Jewlieee
Posted : 11/22/2010 5:17:11 PM
To give some more background, SAR work has different dog specialties, such as trailing dogs (different than tracking btw), air scent, disaster, cadaver, etc. Scent specific trailing dogs are trained to sniff an "article" (something the person wore or touched) and rule out all other scents to only follow the particular persons scent. They work on lead.
Air scent dogs usually work off leash and are not scent specific. They are trained to cover a lot of ground, recognize any human scent (alive or recently dead) and follow it to its source, then come back to tell its handler and lead the handler to the person.
Disaster dogs are trained to recognize any LIVE human scent follow it to its source and indicate (usually a bark or a sit or a touch, etc). They ignore dead human scent.

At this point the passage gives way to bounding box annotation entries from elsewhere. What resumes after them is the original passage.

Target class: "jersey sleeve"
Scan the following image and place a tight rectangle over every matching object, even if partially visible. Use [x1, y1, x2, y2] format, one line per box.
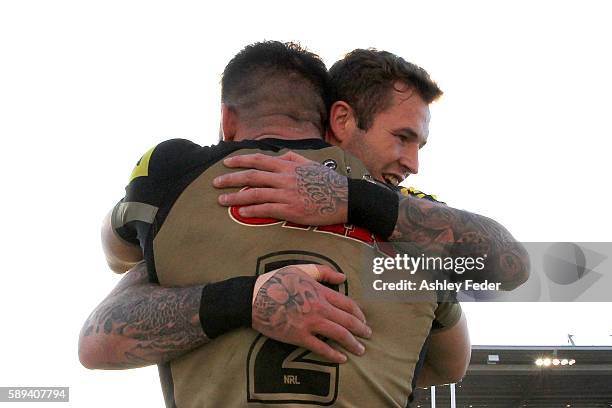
[431, 302, 463, 333]
[111, 139, 201, 246]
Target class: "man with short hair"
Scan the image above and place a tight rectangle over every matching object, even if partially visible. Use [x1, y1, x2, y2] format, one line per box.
[84, 39, 524, 404]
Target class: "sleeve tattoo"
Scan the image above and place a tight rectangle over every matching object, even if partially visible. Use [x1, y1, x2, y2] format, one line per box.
[390, 196, 529, 290]
[81, 263, 208, 369]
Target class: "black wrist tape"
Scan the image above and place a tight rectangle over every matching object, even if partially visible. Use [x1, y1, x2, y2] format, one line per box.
[200, 276, 257, 339]
[348, 179, 399, 239]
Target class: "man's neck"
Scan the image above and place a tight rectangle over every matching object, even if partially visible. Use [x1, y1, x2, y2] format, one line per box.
[234, 120, 323, 141]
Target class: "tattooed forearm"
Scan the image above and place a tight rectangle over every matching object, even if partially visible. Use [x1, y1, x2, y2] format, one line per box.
[79, 264, 208, 369]
[390, 197, 529, 290]
[295, 164, 348, 215]
[253, 267, 319, 333]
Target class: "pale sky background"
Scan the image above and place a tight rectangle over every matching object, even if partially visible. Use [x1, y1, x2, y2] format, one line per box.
[0, 0, 612, 407]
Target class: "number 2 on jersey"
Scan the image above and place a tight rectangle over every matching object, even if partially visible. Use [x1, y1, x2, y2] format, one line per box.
[247, 251, 347, 405]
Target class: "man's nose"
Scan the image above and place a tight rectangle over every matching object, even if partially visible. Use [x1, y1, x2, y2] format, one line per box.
[400, 143, 419, 176]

Cadaver dogs are trained to locate human remains, they are trained on bone, teeth, hair, blood, and decomposition material. They can find a source under water, under ground, etc. and it can be old - like hundreds of years old.

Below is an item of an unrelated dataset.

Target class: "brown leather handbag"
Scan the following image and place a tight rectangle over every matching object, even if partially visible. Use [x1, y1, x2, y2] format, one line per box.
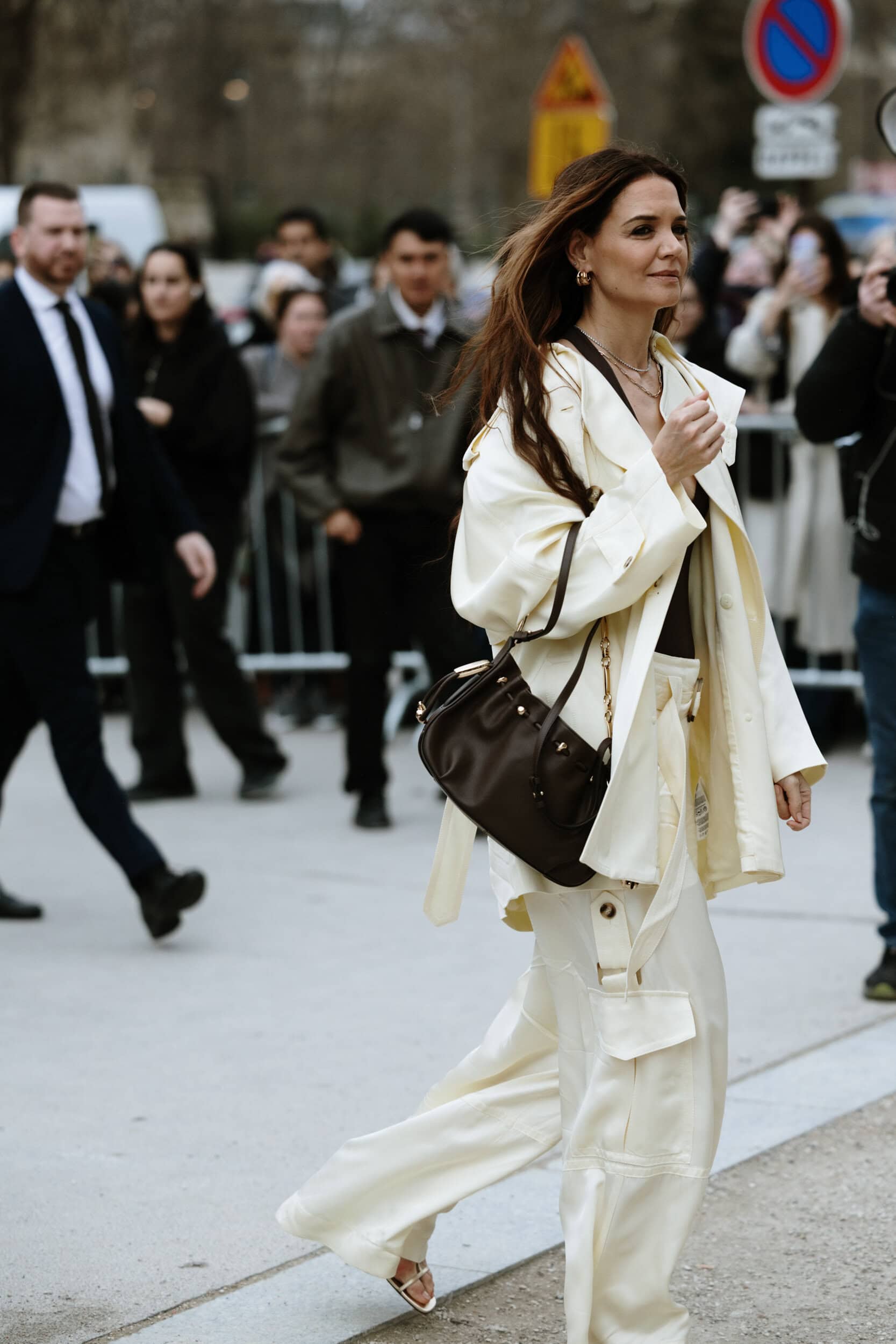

Juliemule - we have the same problem with law enforcement. One bad apple (who happened to be from MI) ruined it for all SAR groups unfortunately. The sad part is that SAR dogs are trained on one thing and one thing only. Unlike law enforcement dogs who are trained on all types of things: narcotics, apprehension, cadaver, etc. When someone comes up missing, you have a much higher chance of finding that person alive if you use a specialist rather than a generalist. It's really too bad. We usually get called after the police have pulled their resources and the probability of finding the person alive is low.